Untuk memahami bagaimana ini akan terjadi, Anda harus terlebih dahulu memahami mengapa samudra berwarna biru. Weather Channel jelaskan, air memperoleh warnanya berkat mikroorganisme yang disebut fitoplankton. Organisme tersebut mengandung klorofil, yang merupakan pigmen penyerap bagian biru dari spektrum cahaya dan memantulkan bagian hijau dari spektrum cahaya.

Itu berarti jika air memiliki lebih banyak fitoplankton, air akan menjadi lebih hijau. Bagian lautan tanpa organisme ini terlihat lebih biru.

Tingkat pertumbuhan fitoplankton, CNN menjelaskan lebih lanjut, tergantung pada berapa banyak sinar matahari, karbon dioksida, dan nutrisi di sekitarnya. Dan, karena perubahan iklim akan mengubah semua hal di atas, akan ada lebih sedikit nutrisi untuk dimakan fitoplankton.
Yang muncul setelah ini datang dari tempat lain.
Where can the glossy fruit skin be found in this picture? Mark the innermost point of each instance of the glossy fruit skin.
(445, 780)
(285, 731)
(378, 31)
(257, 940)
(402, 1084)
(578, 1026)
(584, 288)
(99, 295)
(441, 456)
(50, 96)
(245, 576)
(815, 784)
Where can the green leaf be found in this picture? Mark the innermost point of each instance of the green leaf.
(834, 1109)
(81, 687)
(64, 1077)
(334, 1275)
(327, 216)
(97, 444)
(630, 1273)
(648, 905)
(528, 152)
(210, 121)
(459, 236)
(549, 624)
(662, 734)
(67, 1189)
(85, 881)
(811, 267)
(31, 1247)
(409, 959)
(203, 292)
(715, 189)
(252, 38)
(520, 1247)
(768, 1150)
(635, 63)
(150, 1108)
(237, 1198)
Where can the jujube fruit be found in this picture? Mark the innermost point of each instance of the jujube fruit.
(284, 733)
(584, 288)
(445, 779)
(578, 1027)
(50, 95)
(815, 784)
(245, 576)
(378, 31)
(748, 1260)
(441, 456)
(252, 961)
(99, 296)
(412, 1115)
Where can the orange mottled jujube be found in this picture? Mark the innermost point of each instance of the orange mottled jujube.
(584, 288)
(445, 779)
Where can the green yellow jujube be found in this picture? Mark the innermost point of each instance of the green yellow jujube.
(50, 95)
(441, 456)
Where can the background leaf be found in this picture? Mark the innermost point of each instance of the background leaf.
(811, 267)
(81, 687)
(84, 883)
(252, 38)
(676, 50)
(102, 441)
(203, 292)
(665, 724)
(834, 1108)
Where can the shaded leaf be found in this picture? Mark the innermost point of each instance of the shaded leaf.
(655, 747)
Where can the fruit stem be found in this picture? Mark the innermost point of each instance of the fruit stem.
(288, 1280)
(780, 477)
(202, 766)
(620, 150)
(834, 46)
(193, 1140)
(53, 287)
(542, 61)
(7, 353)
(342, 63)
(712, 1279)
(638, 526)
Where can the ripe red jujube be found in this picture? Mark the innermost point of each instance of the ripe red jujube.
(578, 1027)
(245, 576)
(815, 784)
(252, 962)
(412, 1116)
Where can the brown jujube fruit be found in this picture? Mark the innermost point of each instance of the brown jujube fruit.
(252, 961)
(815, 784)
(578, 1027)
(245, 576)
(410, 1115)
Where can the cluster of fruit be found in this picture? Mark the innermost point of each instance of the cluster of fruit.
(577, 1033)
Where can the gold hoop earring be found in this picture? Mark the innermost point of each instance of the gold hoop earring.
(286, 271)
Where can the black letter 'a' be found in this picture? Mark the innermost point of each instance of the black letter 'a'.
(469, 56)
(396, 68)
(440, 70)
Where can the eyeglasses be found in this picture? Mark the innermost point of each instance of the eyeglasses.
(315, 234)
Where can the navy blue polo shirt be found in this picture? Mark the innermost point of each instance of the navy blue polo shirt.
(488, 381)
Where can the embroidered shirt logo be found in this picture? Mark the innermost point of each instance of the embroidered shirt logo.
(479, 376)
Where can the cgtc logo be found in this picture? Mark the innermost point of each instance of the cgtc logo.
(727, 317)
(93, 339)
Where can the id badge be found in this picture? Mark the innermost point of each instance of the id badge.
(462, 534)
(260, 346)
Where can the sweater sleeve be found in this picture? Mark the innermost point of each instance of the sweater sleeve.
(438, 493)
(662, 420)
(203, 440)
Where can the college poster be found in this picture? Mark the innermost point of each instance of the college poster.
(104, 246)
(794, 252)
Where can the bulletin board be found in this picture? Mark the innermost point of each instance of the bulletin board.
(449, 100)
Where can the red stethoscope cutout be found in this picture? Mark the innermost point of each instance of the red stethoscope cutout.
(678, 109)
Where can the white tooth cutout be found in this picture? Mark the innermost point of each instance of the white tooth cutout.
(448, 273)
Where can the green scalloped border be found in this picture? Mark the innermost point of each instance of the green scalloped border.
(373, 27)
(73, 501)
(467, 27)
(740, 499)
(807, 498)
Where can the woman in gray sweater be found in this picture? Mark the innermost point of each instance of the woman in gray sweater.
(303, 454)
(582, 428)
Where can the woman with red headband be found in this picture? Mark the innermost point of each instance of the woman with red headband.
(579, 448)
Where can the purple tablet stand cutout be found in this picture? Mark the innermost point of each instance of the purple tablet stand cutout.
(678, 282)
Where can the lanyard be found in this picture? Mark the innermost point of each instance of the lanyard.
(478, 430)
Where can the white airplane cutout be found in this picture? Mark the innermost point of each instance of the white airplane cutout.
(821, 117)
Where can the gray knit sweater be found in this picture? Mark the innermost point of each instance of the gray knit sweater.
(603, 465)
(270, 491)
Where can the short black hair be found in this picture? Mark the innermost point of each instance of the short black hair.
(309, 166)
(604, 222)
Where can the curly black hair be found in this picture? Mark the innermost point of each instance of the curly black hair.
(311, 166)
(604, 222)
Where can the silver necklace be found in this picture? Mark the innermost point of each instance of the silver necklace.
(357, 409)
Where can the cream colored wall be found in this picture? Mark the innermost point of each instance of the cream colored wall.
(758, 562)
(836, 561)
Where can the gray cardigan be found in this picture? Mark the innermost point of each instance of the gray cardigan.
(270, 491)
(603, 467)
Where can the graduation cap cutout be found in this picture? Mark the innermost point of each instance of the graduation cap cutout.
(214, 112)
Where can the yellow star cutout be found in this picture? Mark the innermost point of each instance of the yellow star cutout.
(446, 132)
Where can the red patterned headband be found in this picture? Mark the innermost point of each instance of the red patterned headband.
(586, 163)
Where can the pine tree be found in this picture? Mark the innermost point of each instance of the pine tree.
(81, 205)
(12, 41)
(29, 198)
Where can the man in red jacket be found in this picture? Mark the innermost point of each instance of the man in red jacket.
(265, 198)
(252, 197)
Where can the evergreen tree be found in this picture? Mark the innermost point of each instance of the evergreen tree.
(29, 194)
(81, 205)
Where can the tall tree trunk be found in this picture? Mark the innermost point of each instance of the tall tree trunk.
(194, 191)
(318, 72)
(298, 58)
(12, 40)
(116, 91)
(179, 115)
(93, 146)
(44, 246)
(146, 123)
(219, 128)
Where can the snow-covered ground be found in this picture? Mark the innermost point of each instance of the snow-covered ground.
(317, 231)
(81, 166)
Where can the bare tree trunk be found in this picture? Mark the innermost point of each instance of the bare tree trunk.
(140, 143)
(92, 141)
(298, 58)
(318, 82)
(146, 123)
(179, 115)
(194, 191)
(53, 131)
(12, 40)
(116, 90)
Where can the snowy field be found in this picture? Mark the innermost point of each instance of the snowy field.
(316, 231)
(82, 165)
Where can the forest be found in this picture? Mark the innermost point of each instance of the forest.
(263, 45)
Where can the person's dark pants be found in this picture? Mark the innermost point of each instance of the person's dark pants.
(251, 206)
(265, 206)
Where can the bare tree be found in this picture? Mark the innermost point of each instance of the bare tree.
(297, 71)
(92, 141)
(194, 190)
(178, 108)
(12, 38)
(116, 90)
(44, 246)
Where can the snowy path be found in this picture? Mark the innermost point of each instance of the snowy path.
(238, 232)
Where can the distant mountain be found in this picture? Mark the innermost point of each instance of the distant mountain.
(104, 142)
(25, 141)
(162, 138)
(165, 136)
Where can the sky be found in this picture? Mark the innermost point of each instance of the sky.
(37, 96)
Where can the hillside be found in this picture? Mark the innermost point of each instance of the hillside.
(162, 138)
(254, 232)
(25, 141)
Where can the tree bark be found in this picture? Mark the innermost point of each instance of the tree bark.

Area yang paling terkena dampak perubahan kemungkinan akan berada di wilayah subtropis seperti, Bermuda dan Bahama, menurut temuan tim, yang diterbitkan di jurnal Nature Communications. Sebaliknya, ia menemukan tempat-tempat seperti Atlantik Utara dan Antartika akan menjadi lebih hangat, membawa lebih banyak nutrisi ke daerah itu, sehingga mengubah air menjadi lebih hijau.

"Model ini menunjukkan perubahan tidak akan tampak besar dengan mata telanjang, dan lautan akan tetap terlihat seperti memiliki daerah biru di daerah subtropis dan hijau di dekat khatulistiwa dan kutub," kata salah satu penulis studi dan ilmuwan riset utama di MIT Department of Earth, Atmospheric, and Planetary Sciences, Stephanie Dutkiewicz, dilansir dari laman Travel and Leisure.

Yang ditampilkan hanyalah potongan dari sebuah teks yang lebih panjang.